APR : Dans le catalogue sur l'exposition de Journiac, à Strasbourg, Arnaud Labelle Rojoux parle de son travail sous l'angle du toc et du kitsch... Je sais pas si vous avez lu ce texte...
 

FD : Non je n'ai pas lu le texte. Par contre j'ai vu cette exposition car j'habitais Strasbourg a ce moment-là. Mais je ne me souvenais pas qu'Arnaud ait écrit quelque chose dans ce catalogue.
 

APR : J'ai l'impression que vous avez aussi un intérêt pour les matériaux, les textures, les objets, les factures  un peu "fake "... Je pense au chewing gum, au silicone est-ce que vous avez envie d'en parler ?
 

FD : C'est un peu comme des leurres, comme des blagues.
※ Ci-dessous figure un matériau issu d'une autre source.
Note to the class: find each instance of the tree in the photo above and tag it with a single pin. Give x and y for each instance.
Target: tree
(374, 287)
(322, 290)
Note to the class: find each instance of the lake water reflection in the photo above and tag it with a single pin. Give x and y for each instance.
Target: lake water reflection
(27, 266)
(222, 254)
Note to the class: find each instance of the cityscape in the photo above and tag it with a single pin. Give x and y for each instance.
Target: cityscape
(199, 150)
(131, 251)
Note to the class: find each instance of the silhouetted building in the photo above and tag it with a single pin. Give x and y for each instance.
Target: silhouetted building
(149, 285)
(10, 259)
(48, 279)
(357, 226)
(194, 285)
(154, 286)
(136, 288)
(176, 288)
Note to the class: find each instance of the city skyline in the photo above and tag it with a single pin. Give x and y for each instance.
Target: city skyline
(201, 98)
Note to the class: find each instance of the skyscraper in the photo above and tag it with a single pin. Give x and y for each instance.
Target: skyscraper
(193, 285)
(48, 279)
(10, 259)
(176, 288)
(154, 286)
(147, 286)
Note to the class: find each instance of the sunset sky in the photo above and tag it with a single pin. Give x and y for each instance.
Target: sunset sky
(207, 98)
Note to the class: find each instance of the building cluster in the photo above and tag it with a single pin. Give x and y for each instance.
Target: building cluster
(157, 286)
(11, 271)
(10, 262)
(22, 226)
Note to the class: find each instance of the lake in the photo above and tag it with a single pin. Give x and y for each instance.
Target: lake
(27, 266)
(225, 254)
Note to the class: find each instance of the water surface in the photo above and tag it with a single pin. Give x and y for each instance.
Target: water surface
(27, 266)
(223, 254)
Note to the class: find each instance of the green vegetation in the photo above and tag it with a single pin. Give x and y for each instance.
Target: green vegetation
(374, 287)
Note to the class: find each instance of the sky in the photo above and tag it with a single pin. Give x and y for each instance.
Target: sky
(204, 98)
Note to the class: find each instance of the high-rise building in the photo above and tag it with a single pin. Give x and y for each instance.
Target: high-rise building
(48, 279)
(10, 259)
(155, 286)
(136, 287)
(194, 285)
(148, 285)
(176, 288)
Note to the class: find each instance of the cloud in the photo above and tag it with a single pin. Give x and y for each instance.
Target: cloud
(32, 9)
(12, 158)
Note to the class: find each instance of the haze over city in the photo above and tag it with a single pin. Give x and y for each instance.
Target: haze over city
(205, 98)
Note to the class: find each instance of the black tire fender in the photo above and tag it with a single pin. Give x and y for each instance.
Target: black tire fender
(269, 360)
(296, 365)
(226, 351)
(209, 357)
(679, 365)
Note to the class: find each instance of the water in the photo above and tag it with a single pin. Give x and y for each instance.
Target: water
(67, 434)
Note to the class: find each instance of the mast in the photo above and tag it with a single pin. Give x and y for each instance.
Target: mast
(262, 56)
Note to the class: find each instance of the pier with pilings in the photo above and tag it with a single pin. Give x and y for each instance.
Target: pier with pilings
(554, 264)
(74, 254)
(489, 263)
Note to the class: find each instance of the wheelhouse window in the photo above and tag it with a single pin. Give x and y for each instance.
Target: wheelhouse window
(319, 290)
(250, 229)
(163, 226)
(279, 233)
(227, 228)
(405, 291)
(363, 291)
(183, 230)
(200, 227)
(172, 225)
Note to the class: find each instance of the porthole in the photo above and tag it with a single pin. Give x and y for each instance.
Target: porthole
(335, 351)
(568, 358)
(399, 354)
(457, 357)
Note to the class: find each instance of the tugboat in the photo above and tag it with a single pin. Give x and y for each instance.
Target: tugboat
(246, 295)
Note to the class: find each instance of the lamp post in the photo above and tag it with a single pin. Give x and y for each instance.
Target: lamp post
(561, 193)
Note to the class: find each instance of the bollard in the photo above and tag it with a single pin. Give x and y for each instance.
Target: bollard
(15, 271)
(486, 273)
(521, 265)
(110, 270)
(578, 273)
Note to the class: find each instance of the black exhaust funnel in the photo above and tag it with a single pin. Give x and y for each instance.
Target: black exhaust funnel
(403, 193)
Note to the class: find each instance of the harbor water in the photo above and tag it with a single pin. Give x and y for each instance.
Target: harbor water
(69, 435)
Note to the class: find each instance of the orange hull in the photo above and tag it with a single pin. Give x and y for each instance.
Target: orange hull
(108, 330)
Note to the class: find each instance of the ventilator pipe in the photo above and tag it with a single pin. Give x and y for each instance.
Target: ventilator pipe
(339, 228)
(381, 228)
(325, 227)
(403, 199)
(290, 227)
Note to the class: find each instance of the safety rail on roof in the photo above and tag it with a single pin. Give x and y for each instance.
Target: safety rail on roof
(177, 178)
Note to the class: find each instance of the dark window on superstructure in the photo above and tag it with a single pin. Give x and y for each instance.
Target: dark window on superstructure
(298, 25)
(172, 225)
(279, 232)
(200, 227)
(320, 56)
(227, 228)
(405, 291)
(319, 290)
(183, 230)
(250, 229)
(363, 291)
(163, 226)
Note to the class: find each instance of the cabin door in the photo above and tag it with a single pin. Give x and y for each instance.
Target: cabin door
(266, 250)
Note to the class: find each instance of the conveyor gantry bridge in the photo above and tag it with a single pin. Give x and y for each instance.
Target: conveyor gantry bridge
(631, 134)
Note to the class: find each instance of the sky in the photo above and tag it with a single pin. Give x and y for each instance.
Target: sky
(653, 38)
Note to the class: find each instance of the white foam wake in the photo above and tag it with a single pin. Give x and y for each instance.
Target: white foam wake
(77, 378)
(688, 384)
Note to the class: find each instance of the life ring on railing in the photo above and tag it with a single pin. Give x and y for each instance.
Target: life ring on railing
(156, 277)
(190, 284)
Ce n'est pas le fake qui est une blague... je veux dire les blagues opèrent un peu comme "le fake"... C'est quelque chose qui produit un écran... et la question des écrans est importante dans mon travail, et par rapport à Journiac, j'essaye de planquer des trucs qui sont trop visibles, trop aigus... les signes aveuglants, généralement, je les enterre un peu, je les mets derrière des trucs... non pas pour les ignorer mais pour les déplacer et ne pas être aveuglé, pour mieux les voir... Aussi, pour faire apparaître ce qui pourrait plus m’intéresser, je produis des leurres... oui, le fake je l'utilise comme un écran, comme un leurre, comme la blague... mais je ne suis pas l'artiste de la  "blague", comme Arnaud peut jouer avec ses signes là...même si on me renvoit que mon travail est rempli d'humour. Le fake peut s'apparenter à la question de l'écran, de l'intermédiaire qui peuvent produire des filtres...ce sont des choses qui m’intéressent énormément oui... bien que j'ai bon nombre de matières aveuglantes comme la dorure, l'argent, les miroirs, les choses un peu brillantes ou en tout cas qui sont dans l'imagerie de la préciosité ... Il y a peut-être aussi une reconnaissance qui se fait dans cette catégorie de signes et à un moment j'utilise cette catégorie comme des faux repaires, j'utilise ce qui chez elle a de familier pour permettre de voir des choses derrière, différentes, plus pointues.
 

APR : Merci beaucoup Franck.
 

FD : Je vous en prie. Bonne fin de séminaires ou d’entretiens... je ne sais pas comment vous appelez ce que vous êtes en train de faire...
 

APR : Série d'entretiens c'est bien... Je me demande d'ailleurs comment performer l'entretien... Je voulais vous demander, à propos du catalogue de Feldmann si c'était une manière de nier le discours... mais bon... je garde cette question pour une prochaine fois (rires)...merci Franck
 

FD : (rires)... Merci Antoine. Bonne soirée.